Miranda, meanwhile, bought wisely all those years ago, with Brooklyn’s Clinton Hill neighbourhood now a mecca for independent boutiques and flea markets. “It has doubled in population and prices have nearly tripled,” says Kate Meier.

Miranda and husband Steve would have stayed in Brooklyn, but upgraded from their fixer-upper to “a historic brownstone in highly picturesque Brooklyn Heights,” thinks Ellie Johnson.

It’s that, or migration back to Manhattan for Miranda, quite possibly joining Samantha in Tribeca. Johnson envisages “a full-floor converted loft with a private rootop garden”.

Jeanne Bucknam agrees, imagining the flame-haired workaholic as now living in a Tribeca penthouse such as this one at 129 Duane Street for $5.25m. “She would have missed Manhattan’s glitz and the shorter commute, and this duplex penthouse offers remarkable architectural features and breathtaking natural light and views,” says Bucknam.

And what of Charlotte? It’s Upper East Side all the way for her, says Bucknam. “She found it to be the best neighbourhood to raise her family in.” But the group’s old-fashioned romantic would have upgraded to the historic landmark, the Sherry Netherland on Fifth Avenue, making the most of full hotel services from her $9.95m, two-bed apartment with views over Central Park. “The Art Deco residence with spectacular park and city views would speak to her artistic background,” adds Bucknam.

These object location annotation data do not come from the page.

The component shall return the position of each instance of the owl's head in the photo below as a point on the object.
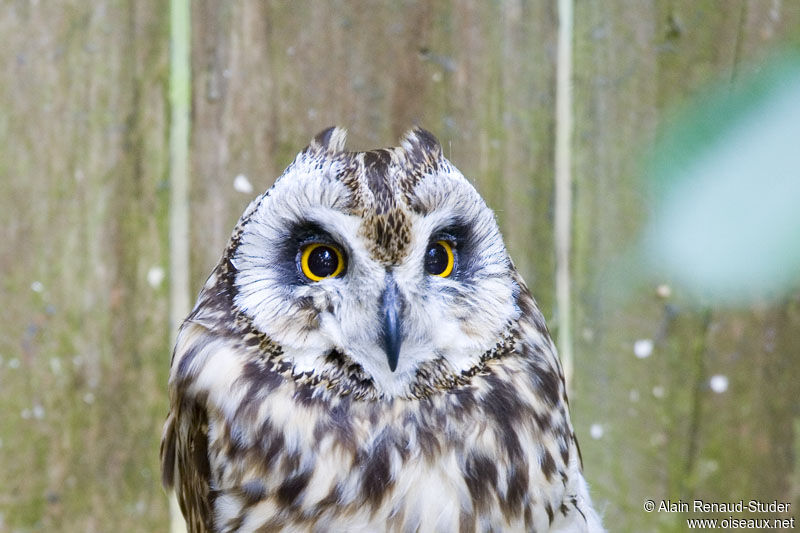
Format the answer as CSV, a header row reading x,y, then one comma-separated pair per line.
x,y
389,259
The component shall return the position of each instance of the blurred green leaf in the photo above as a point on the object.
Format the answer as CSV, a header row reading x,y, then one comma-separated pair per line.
x,y
726,173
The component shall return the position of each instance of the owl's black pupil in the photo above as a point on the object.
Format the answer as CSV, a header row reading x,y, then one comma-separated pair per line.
x,y
436,259
322,261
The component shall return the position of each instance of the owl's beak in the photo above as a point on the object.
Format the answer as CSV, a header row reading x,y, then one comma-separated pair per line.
x,y
392,334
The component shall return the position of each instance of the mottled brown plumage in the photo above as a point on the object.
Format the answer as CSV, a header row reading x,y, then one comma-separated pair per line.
x,y
284,413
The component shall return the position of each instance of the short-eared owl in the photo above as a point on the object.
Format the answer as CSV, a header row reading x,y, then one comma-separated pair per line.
x,y
365,358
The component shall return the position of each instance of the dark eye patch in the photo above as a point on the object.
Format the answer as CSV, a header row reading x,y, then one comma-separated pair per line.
x,y
462,238
288,256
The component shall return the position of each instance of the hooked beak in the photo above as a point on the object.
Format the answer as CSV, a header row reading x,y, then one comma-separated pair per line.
x,y
390,310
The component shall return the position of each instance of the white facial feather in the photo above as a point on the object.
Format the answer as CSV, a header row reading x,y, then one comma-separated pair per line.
x,y
434,323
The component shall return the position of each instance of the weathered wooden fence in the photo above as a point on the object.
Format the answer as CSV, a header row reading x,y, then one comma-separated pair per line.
x,y
84,210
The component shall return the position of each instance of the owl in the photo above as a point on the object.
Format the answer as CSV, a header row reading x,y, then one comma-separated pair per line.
x,y
366,358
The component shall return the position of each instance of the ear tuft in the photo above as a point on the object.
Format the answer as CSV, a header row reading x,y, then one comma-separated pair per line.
x,y
421,145
329,141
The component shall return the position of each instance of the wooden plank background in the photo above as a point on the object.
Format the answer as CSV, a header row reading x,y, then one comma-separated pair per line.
x,y
84,127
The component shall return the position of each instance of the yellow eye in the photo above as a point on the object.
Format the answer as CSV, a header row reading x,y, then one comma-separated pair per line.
x,y
319,261
439,259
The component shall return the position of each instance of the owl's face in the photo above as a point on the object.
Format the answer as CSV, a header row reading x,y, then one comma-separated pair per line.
x,y
388,258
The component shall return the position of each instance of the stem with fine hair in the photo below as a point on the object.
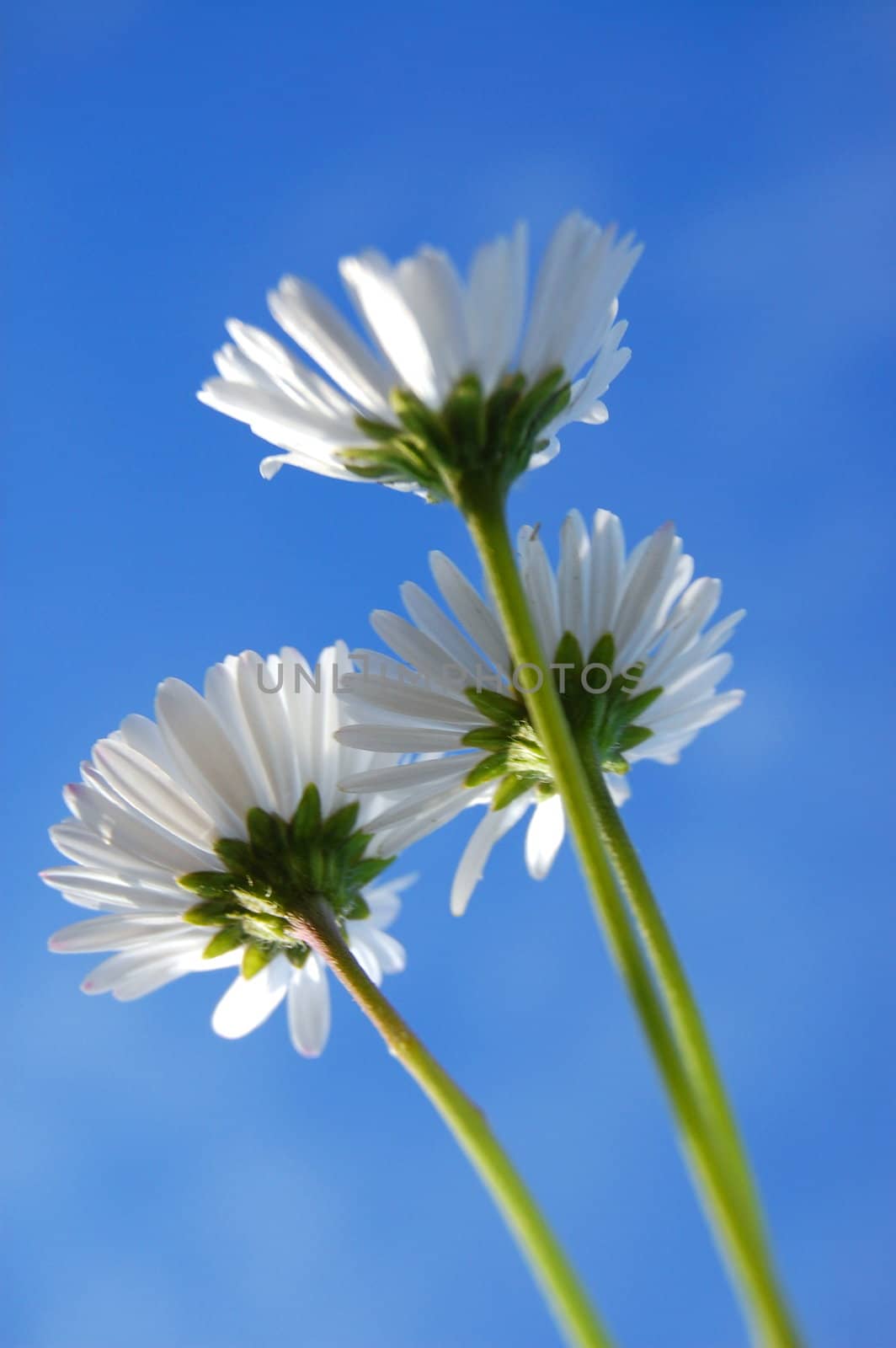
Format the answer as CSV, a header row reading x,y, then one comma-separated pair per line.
x,y
684,1011
732,1217
471,1129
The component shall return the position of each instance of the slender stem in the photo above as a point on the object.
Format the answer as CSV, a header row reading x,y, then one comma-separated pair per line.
x,y
471,1129
687,1024
733,1223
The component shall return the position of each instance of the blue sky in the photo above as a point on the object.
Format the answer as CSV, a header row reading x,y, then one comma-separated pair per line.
x,y
168,163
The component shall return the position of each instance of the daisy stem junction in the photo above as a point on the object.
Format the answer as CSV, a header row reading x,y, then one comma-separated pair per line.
x,y
709,1147
471,1130
684,1011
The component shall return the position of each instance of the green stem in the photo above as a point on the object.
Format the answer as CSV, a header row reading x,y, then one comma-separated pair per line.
x,y
687,1024
471,1129
733,1223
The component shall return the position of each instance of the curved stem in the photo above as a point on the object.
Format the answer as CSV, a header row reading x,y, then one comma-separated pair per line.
x,y
723,1195
471,1129
687,1024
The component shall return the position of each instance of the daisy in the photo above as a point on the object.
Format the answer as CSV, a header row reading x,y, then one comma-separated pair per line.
x,y
457,377
632,658
197,836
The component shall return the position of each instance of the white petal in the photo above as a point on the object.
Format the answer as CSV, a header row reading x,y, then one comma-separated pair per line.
x,y
208,762
390,318
476,853
471,610
543,836
408,777
320,329
309,1008
152,792
249,1002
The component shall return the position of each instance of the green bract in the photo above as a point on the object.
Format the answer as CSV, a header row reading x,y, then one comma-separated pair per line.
x,y
273,876
471,437
601,711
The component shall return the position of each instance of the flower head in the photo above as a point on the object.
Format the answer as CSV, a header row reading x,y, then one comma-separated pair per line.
x,y
631,655
460,382
200,836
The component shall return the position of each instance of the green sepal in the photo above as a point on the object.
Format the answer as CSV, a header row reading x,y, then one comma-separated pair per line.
x,y
227,940
266,831
603,651
212,913
341,824
236,855
381,431
569,651
487,770
356,907
209,885
487,738
355,848
307,821
632,707
465,418
509,789
552,409
419,420
525,418
255,957
498,707
368,869
631,676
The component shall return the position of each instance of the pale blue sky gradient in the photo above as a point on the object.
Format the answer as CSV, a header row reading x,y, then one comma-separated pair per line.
x,y
168,163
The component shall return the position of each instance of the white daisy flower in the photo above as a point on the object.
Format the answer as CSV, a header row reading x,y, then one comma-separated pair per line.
x,y
458,377
632,658
197,835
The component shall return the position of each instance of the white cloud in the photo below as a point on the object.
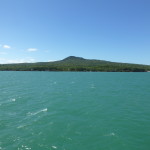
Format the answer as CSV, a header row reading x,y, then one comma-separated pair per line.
x,y
31,49
6,46
12,61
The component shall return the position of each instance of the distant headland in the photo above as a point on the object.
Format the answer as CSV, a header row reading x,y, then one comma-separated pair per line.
x,y
73,63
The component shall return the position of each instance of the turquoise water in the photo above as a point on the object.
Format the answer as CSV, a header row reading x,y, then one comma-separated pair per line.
x,y
74,111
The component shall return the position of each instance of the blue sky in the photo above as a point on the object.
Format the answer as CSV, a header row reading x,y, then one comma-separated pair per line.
x,y
45,30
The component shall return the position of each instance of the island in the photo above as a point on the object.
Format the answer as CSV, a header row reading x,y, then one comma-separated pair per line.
x,y
73,63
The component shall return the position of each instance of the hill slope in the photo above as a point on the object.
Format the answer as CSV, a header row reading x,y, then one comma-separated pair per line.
x,y
73,63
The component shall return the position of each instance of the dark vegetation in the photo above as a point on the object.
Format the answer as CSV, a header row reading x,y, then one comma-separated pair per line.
x,y
73,63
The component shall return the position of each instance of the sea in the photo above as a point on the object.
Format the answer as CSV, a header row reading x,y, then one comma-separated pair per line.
x,y
74,110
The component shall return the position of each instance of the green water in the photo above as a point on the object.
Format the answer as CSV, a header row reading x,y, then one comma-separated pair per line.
x,y
74,111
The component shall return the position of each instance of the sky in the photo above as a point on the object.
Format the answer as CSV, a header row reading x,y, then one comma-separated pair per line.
x,y
49,30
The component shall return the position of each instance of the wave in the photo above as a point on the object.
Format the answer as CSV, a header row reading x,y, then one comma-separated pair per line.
x,y
35,113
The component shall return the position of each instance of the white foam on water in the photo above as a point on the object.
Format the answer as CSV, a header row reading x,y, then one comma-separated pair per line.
x,y
35,113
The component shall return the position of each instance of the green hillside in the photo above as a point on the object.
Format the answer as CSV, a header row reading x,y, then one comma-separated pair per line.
x,y
73,63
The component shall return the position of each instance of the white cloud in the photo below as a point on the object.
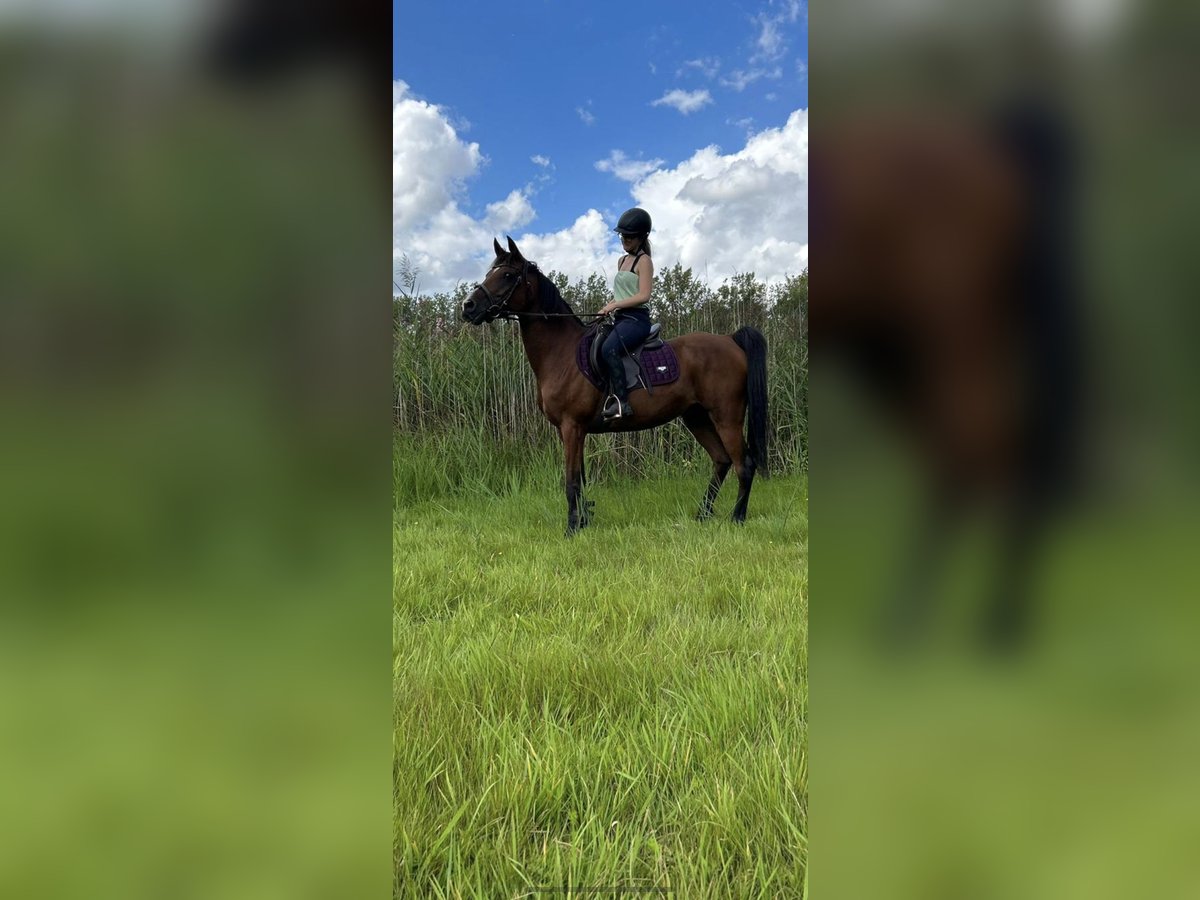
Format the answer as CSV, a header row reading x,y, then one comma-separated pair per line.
x,y
707,66
513,211
719,214
771,43
628,169
684,101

With husband Harry now one of the city’s top divorce lawyers, though, Charlotte may have crossed the park to the Upper West Side and live in a suitably showy apartment with panoramic park views. “Charlotte has done very well for herself,” assures Emily Beare, a broker at Core, who imagines her happily settled in this $35m residence at 15 Central Park West 9A.